Gewaffnet vor dem Hause seh ich Leute stehn:
So viel ich mag erkennen, kommen sie uns zu bestehn."

"So schweigt," sprach da Hagen, "laßt sie erst näher her. 1934
Eh sie uns inne werden, wird ihrer Helme Wehr
Zerschroten mit den Schwertern von unser Beider Hand:
Sie werden Kriemhilden übel wieder heimgesandt."

Der Heunenrecken Einer das gar bald ersah, 1935
Die Thüre sei behütet: wie schnell sprach er da:
"Was wir im Sinne hatten, kann nun nicht geschehn:
Ich seh den Fiedelspieler vor dem Hause Schildwacht stehn.

"Er trägt auf dem Haupte einen Helm von lichtem Glanz, 1936
Der ist hart und lauter, stark dazu und ganz.
Auch loh'n die Panzerringe ihm, wie das Feuer thut.
Daneben steht auch Hagen: die Gäste sind in guter Hut."

Da wandten sie sich wieder. Als Volker das ersah, 1937
Zu seinem Heergesellen in Zorn sprach er da:
"Nun laßt mich von dem Hause zu den Recken gehn:
So frag ich um die Märe Die in Kriemhildens Lehn."

"Nein, wenn ihr mich lieb habt," sprach Hagen entgegen, 1938
"Kämt ihr aus dem Hause, diese schnellen Degen
Brächten euch mit Schwertern leicht in solche Noth,
Daß ich euch helfen müste, wärs aller meiner Freunde Tod.

"Wenn wir dann Beide kämen in den Streit, 1939
So möchten ihrer zweie oder vier in kurzer Zeit
Zu dem Hause springen und schüfen solche Noth
Drinnen an den Schlafenden, daß wir bereuten bis zum Tod."

Da sprach wieder Volker: "So laßt es nur geschehn, 1940
Daß sie inne werden, wir haben sie gesehn:
So können uns nicht läugnen Die Kriemhild unterthan,
Daß sie gerne treulos an den Gästen hätten gethan."

Da rief der Fiedelspieler den Heunen entgegen: 1941
"Wie geht ihr so bewaffnet, ihr behenden Degen?
Wollt ihr morden reiten, ihr Kriemhild unterthan?
So nehmt mich zur Hülfe und meinen Heergesellen an,"
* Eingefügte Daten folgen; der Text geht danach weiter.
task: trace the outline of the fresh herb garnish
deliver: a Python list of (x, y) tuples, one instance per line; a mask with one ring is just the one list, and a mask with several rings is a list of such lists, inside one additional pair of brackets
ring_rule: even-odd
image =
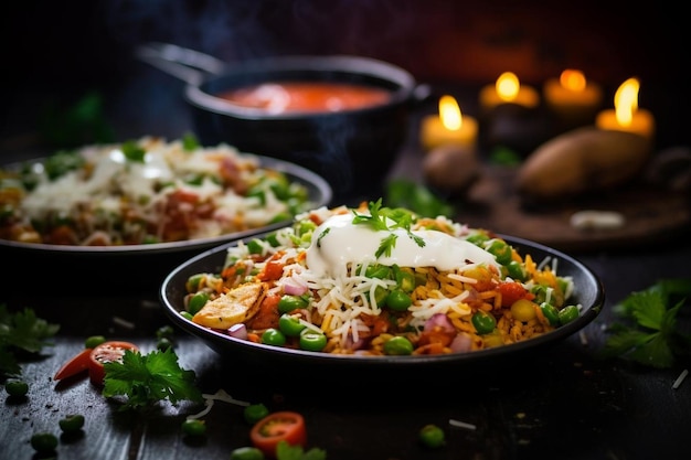
[(625, 322), (610, 325), (604, 357), (623, 357), (652, 367), (671, 367), (691, 354), (691, 335), (678, 328), (678, 314), (691, 296), (691, 280), (667, 279), (632, 292), (614, 306)]
[[(369, 215), (359, 214), (355, 210), (353, 210), (353, 224), (369, 225), (376, 232), (391, 232), (395, 228), (402, 228), (407, 233), (408, 237), (417, 244), (417, 246), (425, 247), (425, 240), (411, 232), (411, 227), (416, 218), (411, 211), (401, 207), (382, 207), (382, 199), (379, 199), (375, 202), (369, 202), (368, 208), (370, 211)], [(382, 238), (379, 248), (374, 253), (375, 257), (379, 258), (382, 255), (385, 255), (386, 257), (391, 256), (393, 248), (396, 246), (397, 238), (398, 236), (394, 233)]]
[(36, 318), (31, 309), (15, 313), (0, 304), (0, 377), (19, 376), (22, 373), (18, 356), (21, 353), (40, 353), (44, 346), (53, 346), (51, 339), (60, 325)]
[(149, 354), (126, 351), (123, 362), (105, 363), (105, 397), (125, 396), (123, 410), (140, 409), (168, 399), (202, 402), (201, 391), (194, 385), (194, 371), (178, 364), (172, 349), (152, 351)]

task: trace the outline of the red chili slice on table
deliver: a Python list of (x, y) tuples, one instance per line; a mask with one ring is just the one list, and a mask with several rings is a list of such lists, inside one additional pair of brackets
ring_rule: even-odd
[(88, 363), (91, 360), (93, 349), (84, 349), (78, 354), (76, 354), (72, 360), (67, 361), (63, 366), (57, 370), (55, 375), (53, 376), (54, 381), (62, 381), (63, 378), (68, 378), (74, 375), (86, 372), (88, 368)]
[(266, 457), (275, 459), (276, 446), (280, 441), (290, 446), (307, 446), (305, 419), (289, 410), (269, 414), (252, 427), (249, 439)]
[(103, 381), (106, 377), (106, 371), (103, 365), (105, 363), (123, 362), (123, 356), (127, 350), (139, 352), (137, 345), (124, 341), (104, 342), (92, 350), (88, 360), (88, 378), (92, 383), (103, 385)]

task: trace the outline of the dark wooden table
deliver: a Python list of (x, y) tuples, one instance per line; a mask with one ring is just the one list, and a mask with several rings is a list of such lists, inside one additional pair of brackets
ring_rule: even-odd
[[(180, 90), (178, 83), (163, 79), (159, 84), (145, 78), (141, 87), (158, 96), (168, 89)], [(174, 96), (167, 97), (180, 109)], [(131, 97), (123, 99), (118, 108), (125, 111), (131, 101)], [(174, 137), (190, 127), (184, 110), (168, 118), (156, 114), (146, 119), (141, 111), (117, 118), (121, 136), (156, 132)], [(392, 175), (419, 178), (414, 145), (413, 139), (413, 147), (402, 151)], [(613, 320), (612, 306), (659, 279), (691, 278), (691, 244), (688, 238), (677, 238), (572, 255), (600, 277), (605, 309), (582, 336), (520, 362), (430, 375), (402, 373), (386, 378), (353, 372), (334, 378), (319, 368), (291, 373), (262, 363), (233, 362), (182, 331), (176, 332), (176, 351), (181, 366), (196, 373), (204, 393), (224, 389), (273, 410), (302, 413), (309, 446), (326, 449), (331, 460), (691, 458), (691, 379), (672, 388), (691, 363), (652, 370), (597, 357), (604, 328)], [(1, 264), (42, 276), (52, 270), (91, 268), (56, 267), (50, 258), (41, 267), (22, 267), (21, 261), (7, 259)], [(60, 434), (57, 421), (73, 413), (85, 416), (84, 435), (61, 440), (61, 459), (227, 459), (234, 448), (249, 443), (249, 429), (238, 406), (216, 403), (205, 417), (205, 438), (193, 441), (181, 434), (180, 422), (199, 407), (164, 404), (158, 413), (135, 416), (117, 411), (86, 379), (67, 385), (52, 381), (88, 335), (130, 340), (143, 351), (155, 347), (156, 331), (169, 321), (159, 302), (160, 280), (150, 281), (135, 290), (96, 293), (82, 291), (77, 280), (59, 289), (45, 289), (41, 282), (18, 289), (6, 279), (0, 281), (0, 302), (13, 310), (32, 308), (41, 318), (61, 324), (55, 345), (41, 359), (23, 363), (23, 378), (30, 384), (28, 397), (17, 402), (3, 396), (0, 402), (0, 457), (34, 458), (31, 436), (38, 431)], [(688, 313), (682, 320), (689, 320)], [(450, 419), (469, 427), (451, 427)], [(428, 450), (418, 443), (418, 430), (426, 424), (444, 428), (445, 447)]]

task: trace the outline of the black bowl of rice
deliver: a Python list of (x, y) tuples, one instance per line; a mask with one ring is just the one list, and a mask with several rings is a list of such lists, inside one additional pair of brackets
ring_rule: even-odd
[[(310, 270), (315, 271), (317, 259), (309, 252), (317, 250), (317, 247), (322, 249), (329, 248), (329, 238), (333, 238), (334, 243), (339, 243), (339, 226), (332, 226), (330, 228), (331, 232), (322, 228), (323, 225), (326, 225), (325, 223), (331, 222), (330, 220), (333, 217), (332, 214), (329, 214), (331, 212), (333, 212), (333, 210), (327, 211), (322, 208), (315, 210), (310, 213), (308, 220), (321, 224), (313, 231), (315, 233), (309, 246), (306, 244), (301, 249), (297, 250), (299, 254), (305, 249), (304, 253), (307, 254), (297, 256), (295, 260), (290, 259), (291, 253), (289, 249), (281, 252), (285, 247), (280, 242), (287, 242), (288, 239), (285, 239), (284, 237), (286, 235), (280, 234), (280, 232), (288, 232), (290, 234), (290, 232), (299, 225), (298, 221), (296, 221), (294, 227), (285, 227), (277, 232), (266, 232), (251, 238), (225, 244), (181, 264), (166, 277), (160, 289), (160, 297), (166, 314), (176, 325), (201, 339), (208, 346), (222, 356), (230, 357), (235, 362), (241, 361), (247, 365), (270, 366), (270, 368), (289, 366), (291, 370), (295, 370), (296, 366), (304, 366), (306, 370), (329, 366), (334, 367), (339, 372), (342, 371), (343, 373), (368, 366), (371, 370), (381, 371), (385, 375), (386, 372), (398, 368), (408, 371), (432, 367), (449, 370), (457, 365), (465, 366), (470, 364), (493, 363), (499, 359), (515, 361), (514, 357), (518, 354), (549, 347), (578, 333), (599, 314), (603, 308), (605, 292), (598, 277), (576, 258), (538, 243), (489, 233), (489, 240), (501, 240), (508, 244), (513, 250), (513, 259), (519, 259), (521, 264), (528, 267), (529, 270), (532, 270), (531, 272), (533, 274), (530, 280), (520, 282), (515, 278), (517, 275), (513, 275), (514, 278), (511, 278), (511, 276), (506, 275), (506, 271), (500, 268), (498, 271), (502, 271), (503, 274), (500, 276), (501, 281), (493, 282), (493, 285), (491, 285), (493, 288), (491, 289), (500, 291), (503, 288), (498, 288), (499, 285), (511, 285), (512, 288), (519, 290), (520, 288), (518, 286), (522, 286), (525, 291), (540, 292), (541, 289), (536, 287), (538, 284), (544, 282), (548, 285), (559, 279), (559, 286), (563, 287), (561, 293), (559, 293), (561, 289), (559, 288), (553, 291), (554, 297), (552, 300), (549, 298), (546, 300), (539, 300), (539, 297), (535, 297), (532, 299), (532, 302), (529, 302), (533, 304), (533, 310), (544, 311), (544, 313), (538, 313), (536, 315), (531, 313), (531, 319), (519, 318), (518, 310), (512, 311), (509, 308), (501, 307), (502, 300), (497, 300), (497, 295), (492, 295), (490, 288), (480, 288), (479, 281), (470, 279), (478, 272), (485, 272), (482, 270), (487, 268), (485, 267), (486, 265), (492, 265), (489, 263), (472, 263), (472, 259), (479, 260), (481, 257), (485, 257), (480, 253), (489, 253), (479, 248), (479, 250), (469, 248), (469, 253), (466, 253), (466, 265), (463, 275), (451, 274), (446, 276), (443, 270), (437, 270), (435, 271), (436, 279), (434, 280), (434, 285), (429, 285), (429, 282), (433, 282), (429, 279), (422, 281), (423, 285), (427, 282), (427, 285), (424, 286), (416, 281), (417, 287), (412, 295), (414, 299), (413, 303), (407, 307), (407, 309), (404, 309), (404, 311), (391, 312), (387, 315), (386, 321), (391, 321), (391, 319), (394, 318), (400, 324), (400, 329), (396, 330), (394, 327), (391, 327), (389, 330), (382, 332), (380, 328), (379, 332), (374, 332), (379, 327), (375, 325), (376, 321), (372, 320), (372, 317), (375, 317), (375, 313), (386, 313), (389, 306), (380, 306), (378, 310), (373, 307), (375, 302), (371, 300), (372, 298), (370, 298), (369, 303), (366, 300), (363, 300), (368, 298), (368, 292), (374, 292), (373, 290), (361, 289), (359, 291), (360, 293), (352, 295), (358, 288), (353, 288), (353, 285), (349, 285), (349, 287), (344, 286), (346, 281), (343, 281), (344, 278), (341, 276), (338, 277), (338, 280), (333, 278), (326, 279), (328, 278), (326, 276), (323, 280), (313, 276), (310, 278)], [(341, 223), (350, 218), (347, 213), (341, 217), (344, 218), (344, 221), (341, 220)], [(437, 220), (439, 218), (443, 220), (443, 217), (438, 217)], [(437, 224), (439, 223), (437, 222)], [(427, 225), (429, 225), (429, 222), (427, 222)], [(476, 229), (467, 228), (466, 226), (458, 225), (450, 221), (442, 222), (438, 226), (442, 227), (445, 225), (448, 228), (455, 228), (449, 232), (455, 232), (455, 237), (460, 239), (477, 232)], [(319, 236), (317, 236), (318, 232), (321, 232)], [(424, 233), (425, 231), (422, 232), (423, 233), (419, 234), (415, 232), (415, 234), (427, 235)], [(362, 240), (361, 236), (360, 239)], [(273, 292), (275, 296), (283, 297), (288, 292), (294, 295), (294, 297), (300, 295), (309, 297), (312, 303), (305, 307), (305, 309), (311, 311), (311, 317), (301, 315), (300, 319), (305, 320), (308, 318), (312, 324), (307, 324), (307, 329), (311, 328), (317, 332), (321, 330), (321, 332), (329, 338), (329, 342), (323, 350), (311, 351), (309, 347), (302, 349), (301, 345), (298, 346), (296, 344), (297, 342), (295, 340), (291, 341), (291, 339), (288, 339), (287, 344), (280, 345), (265, 341), (263, 332), (265, 332), (267, 328), (275, 327), (275, 324), (272, 325), (270, 322), (244, 321), (246, 324), (243, 324), (242, 328), (251, 332), (248, 338), (246, 334), (242, 335), (234, 332), (241, 329), (237, 324), (228, 327), (228, 324), (214, 325), (215, 323), (213, 322), (211, 324), (205, 323), (203, 318), (200, 318), (203, 317), (201, 312), (194, 312), (194, 314), (192, 314), (192, 312), (189, 311), (190, 299), (194, 296), (194, 291), (202, 291), (202, 288), (199, 286), (190, 288), (191, 280), (196, 279), (196, 281), (192, 282), (199, 284), (202, 282), (199, 281), (200, 274), (219, 274), (217, 276), (225, 280), (224, 286), (231, 286), (231, 289), (233, 289), (230, 277), (235, 276), (233, 275), (235, 272), (234, 270), (240, 266), (249, 269), (248, 266), (243, 265), (244, 261), (242, 260), (241, 254), (243, 254), (243, 252), (246, 254), (247, 248), (251, 248), (253, 245), (256, 246), (257, 240), (264, 242), (267, 244), (267, 247), (273, 245), (273, 249), (268, 248), (265, 250), (265, 253), (270, 253), (264, 256), (264, 259), (268, 260), (268, 264), (263, 265), (263, 261), (258, 261), (262, 257), (257, 256), (256, 252), (253, 256), (253, 260), (256, 261), (256, 265), (253, 267), (254, 272), (259, 274), (257, 276), (263, 282), (269, 282), (269, 285), (267, 285), (267, 292), (269, 292), (267, 296)], [(269, 245), (267, 242), (272, 242), (272, 244)], [(404, 237), (400, 236), (396, 245), (403, 247), (404, 242)], [(478, 243), (476, 243), (476, 245)], [(486, 247), (490, 245), (488, 242), (479, 244)], [(428, 242), (427, 247), (432, 246), (433, 245)], [(333, 247), (334, 246), (331, 246), (331, 248)], [(463, 247), (464, 250), (467, 248), (466, 246)], [(330, 256), (334, 256), (336, 259), (347, 259), (350, 249), (348, 245), (341, 245), (340, 249), (332, 250)], [(445, 248), (444, 250), (453, 252), (454, 249)], [(281, 265), (284, 275), (276, 275), (274, 276), (274, 280), (266, 281), (272, 277), (262, 278), (261, 274), (266, 272), (265, 267), (267, 265), (278, 264), (276, 252), (279, 252), (283, 257), (280, 258), (280, 264), (285, 264)], [(424, 250), (421, 249), (418, 253), (424, 253)], [(517, 256), (517, 254), (520, 256)], [(383, 259), (379, 258), (378, 260), (382, 261)], [(291, 265), (294, 263), (307, 266), (307, 268), (302, 267), (305, 269), (301, 269), (298, 265)], [(310, 263), (311, 266), (309, 266)], [(234, 266), (234, 264), (240, 265)], [(382, 261), (382, 265), (386, 264)], [(361, 267), (362, 264), (358, 266)], [(403, 267), (403, 264), (401, 266)], [(364, 268), (362, 268), (362, 270), (364, 270)], [(492, 270), (491, 268), (489, 269), (489, 271)], [(427, 274), (425, 276), (428, 278), (432, 276), (428, 274), (428, 271), (432, 270), (418, 269), (416, 271), (418, 272), (417, 275), (421, 272)], [(361, 276), (363, 272), (364, 271), (354, 272), (351, 278), (366, 278)], [(477, 278), (479, 279), (481, 277), (480, 275)], [(244, 278), (243, 282), (247, 280), (247, 277)], [(298, 279), (297, 281), (296, 278)], [(306, 280), (304, 281), (302, 288), (299, 287), (299, 278)], [(444, 281), (448, 279), (455, 281)], [(215, 282), (213, 281), (213, 277), (208, 278), (204, 282), (206, 284), (206, 291), (211, 292), (209, 287)], [(387, 282), (391, 282), (391, 286), (395, 285), (395, 281)], [(445, 282), (449, 286), (443, 286)], [(468, 288), (469, 292), (463, 292), (463, 287), (467, 287), (468, 284), (470, 284), (472, 288)], [(428, 288), (428, 286), (434, 286), (434, 289)], [(557, 285), (553, 284), (553, 286)], [(434, 290), (444, 293), (433, 296), (432, 291)], [(508, 299), (510, 296), (507, 293), (508, 291), (503, 290), (502, 292), (503, 297)], [(350, 296), (351, 300), (347, 299), (348, 296)], [(495, 298), (492, 298), (492, 296), (495, 296)], [(528, 298), (532, 298), (531, 296), (532, 295), (528, 295)], [(542, 310), (542, 307), (539, 308), (538, 306), (542, 301), (548, 303), (556, 302), (554, 299), (557, 297), (561, 298), (560, 304), (562, 310), (565, 310), (563, 307), (568, 304), (573, 307), (573, 311), (577, 312), (567, 321), (563, 321), (559, 325), (550, 327), (548, 323), (550, 318), (545, 318), (545, 315), (549, 315), (549, 310)], [(264, 297), (263, 299), (266, 298), (267, 297)], [(225, 306), (222, 300), (223, 299), (212, 301), (206, 298), (208, 303), (215, 304), (216, 307), (227, 306), (228, 299), (223, 300), (226, 301)], [(252, 301), (249, 303), (252, 303)], [(479, 329), (471, 325), (476, 324), (471, 321), (471, 317), (475, 315), (474, 312), (485, 308), (491, 310), (491, 307), (487, 306), (491, 306), (492, 303), (496, 306), (495, 317), (497, 321), (491, 334), (503, 336), (503, 343), (491, 343), (491, 334), (488, 333), (488, 331), (485, 331), (487, 335), (481, 335), (478, 333)], [(519, 302), (513, 303), (518, 304)], [(372, 308), (374, 308), (374, 312)], [(278, 309), (280, 310), (280, 307), (278, 307)], [(221, 311), (224, 310), (222, 309)], [(296, 312), (299, 313), (298, 310), (295, 310), (291, 314), (297, 314)], [(360, 314), (362, 312), (364, 312), (364, 314)], [(215, 320), (215, 312), (212, 315)], [(340, 319), (334, 319), (337, 317)], [(257, 317), (254, 317), (255, 320), (256, 318)], [(434, 346), (435, 343), (430, 345), (430, 342), (435, 342), (436, 339), (434, 339), (435, 333), (429, 331), (439, 331), (443, 328), (448, 329), (448, 324), (451, 323), (454, 328), (456, 328), (456, 331), (453, 332), (454, 340), (451, 341), (449, 339), (442, 347)], [(543, 327), (541, 323), (548, 325)], [(437, 325), (439, 325), (439, 328), (435, 329)], [(279, 328), (275, 327), (274, 329)], [(360, 333), (359, 338), (348, 335), (351, 334), (353, 330)], [(254, 339), (252, 338), (252, 333), (255, 334)], [(305, 331), (301, 333), (305, 333)], [(382, 346), (382, 342), (386, 342), (391, 340), (392, 336), (396, 335), (410, 338), (412, 342), (415, 343), (415, 351), (413, 353), (410, 353), (410, 351), (408, 353), (396, 352), (395, 350), (386, 351)], [(373, 339), (373, 336), (375, 338)], [(426, 339), (421, 339), (422, 336), (426, 336)], [(459, 338), (463, 340), (459, 341)], [(426, 344), (423, 344), (424, 341), (426, 341)]]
Niemand gab ihm Antwort; zornig war sein Muth: 1942
"Pfui, feige Bösewichter," sprach der Degen gut,
"Im Schlaf uns zu ermorden, schlicht ihr dazu heran?
Das ward so guten Helden bisher noch selten gethan."

Bald ward auch die Märe der Königin bekannt 1943
Vom Abzug ihrer Boten: wie schwer sie das empfand!
Da fügte sie es anders; gar grimmig war ihr Muth.
Da musten bald verderben viel der Helden kühn und gut.